Friday 18th December 2015 ko 20.30
Gibraltar League Division One
LIONS GIBRALTAR 2 (Santos 45 Narvaez 53)
ANGELS FC 0 Larouia sent off 87 (foul & abusive language)
Att 65 at Victoria Stadium
I do wonder whether the Gibraltar FA have fixed their kick-off times around flights arriving at the airport more or less adjacent to the ground. My flight from Luton landed at around 7.15pm, and there was plenty of time to clear customs and complete a first, walking back across the runway I’d just landed on, to get to the ground. But then Gibraltar is unusual.
In geopolitical terms Gibraltar has been British since 1713’s Treaty of Utrecht, despite being on the southern tip of Spain, and that country’s continuous objections ever since. For years the border was shut on the orders of the Spanish, and to this day you should factor in the possibility that Spanish Immigration will decide to exercise its rights to the letter and for every single person attempting using the border. Even during normal times, there can be significant congestion especially when the legions of workers living on the cheaper Spanish side come to, and leave work on the Rock.
A word of advice on transport in Gibraltar. Traffic drives on the right, and yes you do have to cross Winston Churchill Avenue to get from the airport!

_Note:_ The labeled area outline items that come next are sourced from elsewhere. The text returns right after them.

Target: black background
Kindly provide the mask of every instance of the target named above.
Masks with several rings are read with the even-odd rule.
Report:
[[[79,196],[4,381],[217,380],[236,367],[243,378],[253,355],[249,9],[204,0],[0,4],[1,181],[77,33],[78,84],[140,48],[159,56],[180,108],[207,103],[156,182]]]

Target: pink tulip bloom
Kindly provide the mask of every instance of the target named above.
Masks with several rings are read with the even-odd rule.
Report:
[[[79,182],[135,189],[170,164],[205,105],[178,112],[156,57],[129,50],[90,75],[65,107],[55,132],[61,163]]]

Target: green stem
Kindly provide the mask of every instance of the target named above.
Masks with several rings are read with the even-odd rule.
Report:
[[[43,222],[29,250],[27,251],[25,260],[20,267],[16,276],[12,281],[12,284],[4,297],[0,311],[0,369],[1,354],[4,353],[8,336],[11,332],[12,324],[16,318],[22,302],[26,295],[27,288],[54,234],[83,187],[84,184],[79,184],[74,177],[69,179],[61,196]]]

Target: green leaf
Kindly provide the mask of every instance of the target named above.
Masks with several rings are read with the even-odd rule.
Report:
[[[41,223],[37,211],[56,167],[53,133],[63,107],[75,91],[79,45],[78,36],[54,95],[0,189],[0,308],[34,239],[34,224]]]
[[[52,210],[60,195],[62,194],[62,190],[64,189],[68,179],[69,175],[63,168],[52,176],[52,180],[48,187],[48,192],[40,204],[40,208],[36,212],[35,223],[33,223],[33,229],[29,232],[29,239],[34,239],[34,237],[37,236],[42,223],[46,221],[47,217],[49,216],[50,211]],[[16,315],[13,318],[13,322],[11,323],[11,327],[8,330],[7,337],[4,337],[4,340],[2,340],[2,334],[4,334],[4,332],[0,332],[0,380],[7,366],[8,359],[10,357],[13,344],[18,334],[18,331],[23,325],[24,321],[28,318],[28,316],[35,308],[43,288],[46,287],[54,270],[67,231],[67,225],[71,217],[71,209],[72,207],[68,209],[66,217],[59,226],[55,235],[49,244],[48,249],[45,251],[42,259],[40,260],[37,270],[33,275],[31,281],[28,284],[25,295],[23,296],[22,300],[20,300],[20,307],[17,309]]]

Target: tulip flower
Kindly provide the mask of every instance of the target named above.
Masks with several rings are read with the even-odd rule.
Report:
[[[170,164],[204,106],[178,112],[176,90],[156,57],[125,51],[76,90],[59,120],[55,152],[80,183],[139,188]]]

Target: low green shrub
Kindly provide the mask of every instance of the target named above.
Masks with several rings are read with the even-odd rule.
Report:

If you’re doing an 8.30pm game you’ll soon realise that the excellent and cheap buses stop at 9pm and on Sunday even the rather limited night buses don’t operate. You could walk, especially if you’re staying in town, but whilst the taxis aren’t cheap, they are plentiful. No Spanish buses or taxis cross the border or vice versa.
To make life still more complicated, the isthmus linking Gibraltar to to Spain wasn’t ceded in the Treaty of Utrecht, so there’s another claim, and the airport sits across the isthmus, with the runway being built from rubble drilled out of the rock during World War II to improve the territory’s defences.
In footballing terms Gibraltar has been football mad ever since the military introduced the game in the 19th century. Nationally speaking Gibraltar became UEFA’s 54th and smallest nation by population on 24th May 2013, despite strong objections from Spain, including a threat by them to withdraw themselves from UEFA. It has been agreed that the two nations will, for the time being, not meet.
That decision has created a real issue for the Gibraltar FA, where exactly to hold international games! There is only one stadium, The Victoria Stadium, plus a 3G pitch in the nearby barracks, but the stadium with its 5,000 capacity is neither well appointed, not big enough for internationals. Spain clearly won’t let games be played on their territory, thus ruling out Real Linense’s Estadio Municipal in La Línea de la Concepción a few hundred yards over the border. The ground has hosted Spanish internationals in 1969 and 1984. Meanwhile Gibraltar’s “home” competitive internationals have all been played at the Estadio Algarve near Faro in Portugal, two borders and nearly 400 km away!
In the long term the GFA would like to build a stadium to replace the Victoria Stadium. The current preferred option is to build at Europa Point, the southernmost tip of the territory. The idea is for an 8,000 capacity stadium, but the plans seem mired in red tape, and any notion of upgrading the current stadium creates the issue of where to host the thriving domestic football scene during any building work. Any plans must allow the Gib’ League to stay put until the new stadium is ready.
Domestically speaking there’s a 22 team, 2 division domestic league which is some going for what amounts to a town with 30,000 residents that saw the land border to Spain closed from 1969-82! Add to that the reserve, women’s and futsal leagues, and a local journalist’s comment that “we come out of our mothers’ wombs kicking a football,” seemed fairly accurate!
The mechanics of the league are reasonably straightforward. There’s a game on Friday evening, another on Monday evening, and two each on Saturday and Sunday. The champions enter the first qualifying round of the Champions League, and the “Rock Cup” winners the qualifiers for the Europa League.
The Victoria Stadium has been refitted to allow European club fixtures to take place here, and despite the running track the sight-lines are good, and there’s the added the bonus of watching the planes take off and land! There’s no tea bar or cafe within the stadium but a bar just behind the stadium is well used to selling pints of John Smith’s in plastic glasses! And for those of you who like their real ale, yes Gibraltar loves being British but that doesn’t lend itself to beers other than generic keg bitters and lagers. If you like fish, chips, and a gassy pint you’ll love it here!
My top-flight game saw Lions easily beat bottom-side Angels, and the late dismissal of of Touffik Larouia was a neat analogy of his and his team’s frustrations. The standard wasn’t particularly high, perhaps English county standard would be about right, but this league and its clubs stand for something more than just a county. And finally UEFA have recognised that.